Let $A$ be an $m\times n$ matrix with entries from the field $\mathbb{F}$. The nullspace $N(A)$ contains the zero vector as $A\mathbf{0}_{n}=\mathbf{0}_{m}$. It is closed under addition as if $\mathbf{u},\mathbf{v}\in N(A)$ then $A\mathbf{v}=\mathbf{0}_{m}$ and $A\mathbf{u}=\mathbf{0}_{m}$ so

 $\displaystyle A(\mathbf{u}+\mathbf{v})$ $\displaystyle=A\mathbf{u}+A\mathbf{v}$ $\displaystyle=\mathbf{0}_{m}+\mathbf{0}_{m}$ $\displaystyle=\mathbf{0}_{m}$

and therefore $\mathbf{u}+\mathbf{v}\in N(A)$. It is closed under scalar multiplication because if $\lambda$ is any scalar then $A(\lambda\mathbf{u})=\lambda A\mathbf{u}=\lambda\mathbf{0}_{m}=\mathbf{0}_{m}$ so $\lambda\mathbf{u}\in N(A)$. Therefore $N(A)\leqslant\mathbb{F}^{n}$.

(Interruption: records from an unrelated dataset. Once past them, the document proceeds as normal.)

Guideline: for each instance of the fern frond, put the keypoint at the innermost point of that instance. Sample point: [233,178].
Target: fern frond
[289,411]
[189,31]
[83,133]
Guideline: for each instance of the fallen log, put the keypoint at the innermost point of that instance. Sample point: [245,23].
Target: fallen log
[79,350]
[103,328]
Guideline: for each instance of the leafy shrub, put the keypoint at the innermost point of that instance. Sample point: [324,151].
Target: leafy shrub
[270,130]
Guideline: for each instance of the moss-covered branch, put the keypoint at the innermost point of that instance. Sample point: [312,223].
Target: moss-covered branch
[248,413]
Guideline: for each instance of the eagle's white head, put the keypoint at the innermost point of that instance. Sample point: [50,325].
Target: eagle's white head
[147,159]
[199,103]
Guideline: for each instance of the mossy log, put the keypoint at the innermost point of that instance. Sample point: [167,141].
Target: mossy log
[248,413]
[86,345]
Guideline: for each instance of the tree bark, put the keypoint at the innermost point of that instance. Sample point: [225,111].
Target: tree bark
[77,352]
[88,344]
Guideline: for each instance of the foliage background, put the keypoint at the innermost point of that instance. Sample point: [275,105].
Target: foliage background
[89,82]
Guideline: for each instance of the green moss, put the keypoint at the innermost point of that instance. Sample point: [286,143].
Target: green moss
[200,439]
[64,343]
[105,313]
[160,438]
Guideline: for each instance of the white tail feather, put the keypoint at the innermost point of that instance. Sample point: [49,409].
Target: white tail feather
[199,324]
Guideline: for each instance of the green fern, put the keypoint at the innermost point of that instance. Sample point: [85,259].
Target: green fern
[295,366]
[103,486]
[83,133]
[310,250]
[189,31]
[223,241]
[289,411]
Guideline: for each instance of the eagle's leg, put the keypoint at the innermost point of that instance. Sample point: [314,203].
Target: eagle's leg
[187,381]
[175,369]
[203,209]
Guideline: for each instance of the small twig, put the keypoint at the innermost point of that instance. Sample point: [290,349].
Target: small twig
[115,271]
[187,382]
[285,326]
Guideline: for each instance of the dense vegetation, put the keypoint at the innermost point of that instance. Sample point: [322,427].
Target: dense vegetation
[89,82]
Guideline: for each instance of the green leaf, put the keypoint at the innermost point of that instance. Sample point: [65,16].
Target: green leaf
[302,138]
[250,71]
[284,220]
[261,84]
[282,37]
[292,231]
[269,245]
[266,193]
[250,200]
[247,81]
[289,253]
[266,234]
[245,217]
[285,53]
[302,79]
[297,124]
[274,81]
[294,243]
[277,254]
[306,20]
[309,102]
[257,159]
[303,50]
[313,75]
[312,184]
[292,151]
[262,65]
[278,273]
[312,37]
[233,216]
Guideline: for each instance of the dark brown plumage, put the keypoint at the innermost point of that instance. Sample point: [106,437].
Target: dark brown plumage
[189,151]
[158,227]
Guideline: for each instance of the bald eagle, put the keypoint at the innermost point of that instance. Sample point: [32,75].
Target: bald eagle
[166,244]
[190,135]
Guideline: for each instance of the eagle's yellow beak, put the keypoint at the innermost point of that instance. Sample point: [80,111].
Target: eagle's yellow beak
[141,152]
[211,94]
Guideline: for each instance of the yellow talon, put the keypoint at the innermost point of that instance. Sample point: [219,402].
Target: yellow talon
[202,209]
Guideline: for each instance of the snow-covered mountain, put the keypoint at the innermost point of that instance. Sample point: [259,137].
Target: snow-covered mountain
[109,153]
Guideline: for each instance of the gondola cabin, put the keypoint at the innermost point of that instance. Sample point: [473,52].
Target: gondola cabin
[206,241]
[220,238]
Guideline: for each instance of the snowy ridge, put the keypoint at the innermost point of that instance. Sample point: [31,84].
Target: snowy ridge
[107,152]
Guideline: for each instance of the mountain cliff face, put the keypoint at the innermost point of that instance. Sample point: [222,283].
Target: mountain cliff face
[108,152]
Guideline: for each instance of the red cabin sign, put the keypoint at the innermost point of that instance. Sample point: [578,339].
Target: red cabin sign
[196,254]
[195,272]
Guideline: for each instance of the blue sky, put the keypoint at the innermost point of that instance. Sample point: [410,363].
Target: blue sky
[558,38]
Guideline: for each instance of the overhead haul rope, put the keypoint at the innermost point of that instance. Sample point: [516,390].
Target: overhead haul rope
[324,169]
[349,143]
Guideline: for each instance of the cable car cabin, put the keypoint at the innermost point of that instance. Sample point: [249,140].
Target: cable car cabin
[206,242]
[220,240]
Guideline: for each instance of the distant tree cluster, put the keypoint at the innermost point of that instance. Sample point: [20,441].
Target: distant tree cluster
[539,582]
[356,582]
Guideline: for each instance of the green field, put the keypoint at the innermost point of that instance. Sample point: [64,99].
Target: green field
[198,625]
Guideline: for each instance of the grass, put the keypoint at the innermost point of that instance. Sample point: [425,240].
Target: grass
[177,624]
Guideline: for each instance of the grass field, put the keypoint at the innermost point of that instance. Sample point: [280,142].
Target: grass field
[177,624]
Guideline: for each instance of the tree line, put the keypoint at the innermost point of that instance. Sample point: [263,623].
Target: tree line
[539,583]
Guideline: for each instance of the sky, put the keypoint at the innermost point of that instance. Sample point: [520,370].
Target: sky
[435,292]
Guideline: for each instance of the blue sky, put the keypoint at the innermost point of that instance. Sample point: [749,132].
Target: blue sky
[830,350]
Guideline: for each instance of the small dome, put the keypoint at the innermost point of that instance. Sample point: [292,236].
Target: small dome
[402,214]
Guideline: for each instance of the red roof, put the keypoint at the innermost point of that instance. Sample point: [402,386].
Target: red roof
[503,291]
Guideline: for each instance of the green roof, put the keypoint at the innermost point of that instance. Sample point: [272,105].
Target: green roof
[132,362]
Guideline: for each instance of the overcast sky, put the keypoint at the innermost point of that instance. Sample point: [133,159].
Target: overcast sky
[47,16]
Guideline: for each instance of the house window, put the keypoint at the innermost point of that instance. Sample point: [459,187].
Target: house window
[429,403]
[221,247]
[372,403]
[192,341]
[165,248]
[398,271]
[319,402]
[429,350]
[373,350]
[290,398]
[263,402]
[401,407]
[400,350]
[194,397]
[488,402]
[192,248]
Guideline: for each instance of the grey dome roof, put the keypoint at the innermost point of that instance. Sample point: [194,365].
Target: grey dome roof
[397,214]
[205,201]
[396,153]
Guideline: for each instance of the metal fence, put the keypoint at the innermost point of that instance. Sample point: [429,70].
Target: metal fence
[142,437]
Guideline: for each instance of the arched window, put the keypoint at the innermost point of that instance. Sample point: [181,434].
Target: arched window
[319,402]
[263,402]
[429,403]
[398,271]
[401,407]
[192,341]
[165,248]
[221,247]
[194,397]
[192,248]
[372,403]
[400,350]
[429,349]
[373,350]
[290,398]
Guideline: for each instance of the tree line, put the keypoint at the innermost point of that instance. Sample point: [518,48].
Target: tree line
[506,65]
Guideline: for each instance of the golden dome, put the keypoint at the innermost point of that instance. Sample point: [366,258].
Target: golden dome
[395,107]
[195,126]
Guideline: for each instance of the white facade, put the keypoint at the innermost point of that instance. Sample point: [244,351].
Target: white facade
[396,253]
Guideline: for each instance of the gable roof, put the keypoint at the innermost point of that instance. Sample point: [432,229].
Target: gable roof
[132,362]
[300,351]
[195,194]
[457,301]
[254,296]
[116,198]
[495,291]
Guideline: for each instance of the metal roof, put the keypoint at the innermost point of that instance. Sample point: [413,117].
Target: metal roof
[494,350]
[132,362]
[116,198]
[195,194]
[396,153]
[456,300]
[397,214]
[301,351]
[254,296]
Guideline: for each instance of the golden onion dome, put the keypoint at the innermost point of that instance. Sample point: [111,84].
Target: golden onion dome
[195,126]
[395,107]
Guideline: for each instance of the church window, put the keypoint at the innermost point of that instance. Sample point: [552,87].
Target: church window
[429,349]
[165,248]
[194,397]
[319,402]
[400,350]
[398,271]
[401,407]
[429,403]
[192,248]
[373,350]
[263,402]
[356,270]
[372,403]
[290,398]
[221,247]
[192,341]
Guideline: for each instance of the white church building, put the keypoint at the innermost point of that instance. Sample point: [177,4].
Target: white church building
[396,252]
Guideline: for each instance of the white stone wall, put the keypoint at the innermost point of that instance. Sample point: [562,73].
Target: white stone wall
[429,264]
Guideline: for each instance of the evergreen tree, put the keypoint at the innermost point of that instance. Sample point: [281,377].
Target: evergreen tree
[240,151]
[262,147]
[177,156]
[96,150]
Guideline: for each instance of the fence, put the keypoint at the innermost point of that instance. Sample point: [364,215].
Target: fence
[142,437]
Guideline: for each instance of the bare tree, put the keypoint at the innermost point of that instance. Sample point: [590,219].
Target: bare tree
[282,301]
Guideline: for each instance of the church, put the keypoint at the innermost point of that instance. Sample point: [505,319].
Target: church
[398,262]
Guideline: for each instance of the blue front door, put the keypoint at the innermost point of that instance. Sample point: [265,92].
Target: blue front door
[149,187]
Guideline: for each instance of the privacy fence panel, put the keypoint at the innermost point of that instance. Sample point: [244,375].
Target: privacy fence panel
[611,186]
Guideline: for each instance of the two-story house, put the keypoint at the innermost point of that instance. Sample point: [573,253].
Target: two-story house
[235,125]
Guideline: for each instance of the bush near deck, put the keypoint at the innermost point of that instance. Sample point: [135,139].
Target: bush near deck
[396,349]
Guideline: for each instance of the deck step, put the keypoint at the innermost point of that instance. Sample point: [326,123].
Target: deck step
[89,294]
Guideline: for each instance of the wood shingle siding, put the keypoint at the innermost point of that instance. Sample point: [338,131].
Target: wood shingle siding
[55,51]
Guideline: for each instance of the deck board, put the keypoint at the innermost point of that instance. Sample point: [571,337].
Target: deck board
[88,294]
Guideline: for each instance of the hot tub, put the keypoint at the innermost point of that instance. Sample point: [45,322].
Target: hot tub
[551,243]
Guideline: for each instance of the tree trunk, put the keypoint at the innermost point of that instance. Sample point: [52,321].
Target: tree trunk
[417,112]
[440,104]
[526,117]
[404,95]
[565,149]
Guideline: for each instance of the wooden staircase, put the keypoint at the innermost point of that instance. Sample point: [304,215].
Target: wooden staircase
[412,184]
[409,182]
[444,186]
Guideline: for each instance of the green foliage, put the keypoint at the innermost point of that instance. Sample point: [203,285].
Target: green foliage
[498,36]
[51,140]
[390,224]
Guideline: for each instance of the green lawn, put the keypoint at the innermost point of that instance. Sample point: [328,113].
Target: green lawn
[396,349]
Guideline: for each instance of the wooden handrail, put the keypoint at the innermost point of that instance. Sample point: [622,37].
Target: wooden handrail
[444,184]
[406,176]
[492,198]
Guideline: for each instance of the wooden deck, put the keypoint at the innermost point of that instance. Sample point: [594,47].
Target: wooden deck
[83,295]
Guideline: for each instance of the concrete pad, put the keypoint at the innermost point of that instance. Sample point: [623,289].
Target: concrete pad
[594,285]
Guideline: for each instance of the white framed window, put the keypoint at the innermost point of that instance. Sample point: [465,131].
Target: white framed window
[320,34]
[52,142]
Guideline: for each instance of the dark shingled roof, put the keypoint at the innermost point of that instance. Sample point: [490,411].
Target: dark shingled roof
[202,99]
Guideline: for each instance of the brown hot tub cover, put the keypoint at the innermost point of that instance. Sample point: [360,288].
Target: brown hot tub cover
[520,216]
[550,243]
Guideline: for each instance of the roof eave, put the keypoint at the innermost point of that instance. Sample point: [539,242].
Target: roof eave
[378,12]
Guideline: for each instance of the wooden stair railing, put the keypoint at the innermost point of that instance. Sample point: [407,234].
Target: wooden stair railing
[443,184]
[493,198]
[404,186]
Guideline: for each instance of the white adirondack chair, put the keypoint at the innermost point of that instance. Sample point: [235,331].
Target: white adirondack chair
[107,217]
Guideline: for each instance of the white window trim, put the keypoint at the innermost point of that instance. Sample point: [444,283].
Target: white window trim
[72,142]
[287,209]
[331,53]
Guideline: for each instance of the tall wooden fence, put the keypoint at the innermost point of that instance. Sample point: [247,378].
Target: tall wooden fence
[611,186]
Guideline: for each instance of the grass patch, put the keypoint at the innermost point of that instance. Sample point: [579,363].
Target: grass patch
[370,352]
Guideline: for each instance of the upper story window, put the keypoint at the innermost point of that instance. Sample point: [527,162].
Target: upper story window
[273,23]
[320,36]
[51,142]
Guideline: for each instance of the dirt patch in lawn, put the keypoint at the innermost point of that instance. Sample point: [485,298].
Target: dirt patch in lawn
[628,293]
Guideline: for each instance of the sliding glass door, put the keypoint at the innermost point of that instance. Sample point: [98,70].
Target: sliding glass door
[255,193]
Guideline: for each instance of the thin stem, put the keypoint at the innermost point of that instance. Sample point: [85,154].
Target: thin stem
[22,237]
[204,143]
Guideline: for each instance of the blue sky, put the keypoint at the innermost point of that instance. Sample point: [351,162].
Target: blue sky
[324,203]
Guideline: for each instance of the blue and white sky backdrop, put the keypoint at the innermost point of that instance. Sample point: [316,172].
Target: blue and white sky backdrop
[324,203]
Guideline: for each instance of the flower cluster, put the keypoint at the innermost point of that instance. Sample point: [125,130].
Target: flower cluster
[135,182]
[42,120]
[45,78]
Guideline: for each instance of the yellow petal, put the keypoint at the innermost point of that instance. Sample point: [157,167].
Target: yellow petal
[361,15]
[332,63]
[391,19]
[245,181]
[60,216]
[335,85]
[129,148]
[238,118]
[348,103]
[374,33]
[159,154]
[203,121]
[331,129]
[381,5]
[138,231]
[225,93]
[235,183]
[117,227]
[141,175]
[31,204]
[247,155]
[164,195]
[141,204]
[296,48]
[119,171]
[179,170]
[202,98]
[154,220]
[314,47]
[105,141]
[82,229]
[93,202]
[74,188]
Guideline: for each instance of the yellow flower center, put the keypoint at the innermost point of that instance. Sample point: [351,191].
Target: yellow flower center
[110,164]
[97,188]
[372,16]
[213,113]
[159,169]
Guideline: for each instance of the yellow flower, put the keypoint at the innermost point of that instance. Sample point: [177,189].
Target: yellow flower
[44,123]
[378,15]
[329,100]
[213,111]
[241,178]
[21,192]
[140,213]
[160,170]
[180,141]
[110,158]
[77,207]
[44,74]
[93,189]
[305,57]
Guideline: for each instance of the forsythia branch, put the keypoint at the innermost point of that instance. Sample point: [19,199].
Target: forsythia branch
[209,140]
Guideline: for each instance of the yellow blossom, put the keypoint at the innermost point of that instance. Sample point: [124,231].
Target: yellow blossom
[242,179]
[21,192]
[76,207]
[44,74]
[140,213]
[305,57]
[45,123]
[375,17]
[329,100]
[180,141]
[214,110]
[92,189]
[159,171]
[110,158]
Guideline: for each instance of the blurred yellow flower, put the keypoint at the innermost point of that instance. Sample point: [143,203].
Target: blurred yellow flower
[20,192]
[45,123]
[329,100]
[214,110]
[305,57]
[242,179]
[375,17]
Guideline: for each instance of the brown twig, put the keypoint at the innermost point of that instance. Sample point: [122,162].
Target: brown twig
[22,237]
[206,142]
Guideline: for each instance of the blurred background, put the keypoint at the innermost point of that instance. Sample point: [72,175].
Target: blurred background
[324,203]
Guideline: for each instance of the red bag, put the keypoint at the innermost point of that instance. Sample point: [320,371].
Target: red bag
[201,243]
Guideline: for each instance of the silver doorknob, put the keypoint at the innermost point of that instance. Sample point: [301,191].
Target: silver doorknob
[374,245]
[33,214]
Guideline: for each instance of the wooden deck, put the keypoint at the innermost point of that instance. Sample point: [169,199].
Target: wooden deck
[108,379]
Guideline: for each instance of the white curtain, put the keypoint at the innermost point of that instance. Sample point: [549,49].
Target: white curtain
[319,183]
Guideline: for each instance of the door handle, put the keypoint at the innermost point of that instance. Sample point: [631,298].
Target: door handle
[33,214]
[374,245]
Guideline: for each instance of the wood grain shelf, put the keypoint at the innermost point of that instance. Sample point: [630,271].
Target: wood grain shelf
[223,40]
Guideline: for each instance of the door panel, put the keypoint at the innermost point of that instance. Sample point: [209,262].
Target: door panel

The column space $C(A)$, defined to be the set of all linear combinations of the columns of $A$, is a subspace of $\mathbb{F}^{m}$. We won’t prove that here, because it is a special case of Proposition 4.7.1 which we prove later.

###### Example 4.4.5.

The set $U$ of all vectors in $\mathbb{R}^{3}$ with first entry 1 is not a subspace of $\mathbb{R}^{3}$. It doesn’t contain the zero vector (and it doesn’t meet the other two conditions either).

###### Example 4.4.6.

$\mathbb{Z}$ is not a subspace of $\mathbb{R}$. It contains the zero vector 0, it is closed under addition because if you add two integers you get another integer. But it is not closed under scalar multiplication: $\sqrt{2}$ is a scalar, $1\in\mathbb{Z}$, but $\sqrt{2}\times 1$ is not in $\mathbb{Z}$.

###### Example 4.4.7.

Let $U$ be the set of all functions $f:\mathbb{R}\to\mathbb{R}$ with $f(1)=0$. This is a subspace of the vector space $\mathcal{F}$ of all functions $\mathbb{R}\to\mathbb{R}$. The zero vector in $\mathcal{F}$ is the constant function that always takes the value zero, so certainly it belongs to $U$. If $f,g\in U$ then $(f+g)(1)=f(1)+g(1)=0+0=0$, so $f+g\in U$. If $\lambda\in\mathbb{R}$ and $f\in U$ then $(\lambda f)(1)=\lambda f(1)=\lambda\times 0=0$ so $\lambda f\in U$.

###### Example 4.4.8.

$\{A\in M_{n\times n}(\mathbb{R}):A^{T}=A\}\leqslant M_{n\times n}(\mathbb{R})$. The transpose operation satisfies $(A+B)^{T}=A^{T}+B^{T}$ and $(\lambda A)^{T}=\lambda A^{T}$, which you should check. This makes the three conditions straightforward to check.

###### Example 4.4.9.

$U=\{A\in M_{n\times n}(\mathbb{R}):A^{2}=\mathbf{0}_{m\times n}\}$ is not a subspace of $M_{n\times n}(\mathbb{R})$. For example, $U$ contains $E_{12}=\begin{pmatrix}0&1\\ 0&0\end{pmatrix}$ and $E_{21}=\begin{pmatrix}0&0\\ 1&0\end{pmatrix}$ but you can check that $E_{12}+E_{21}\notin U$.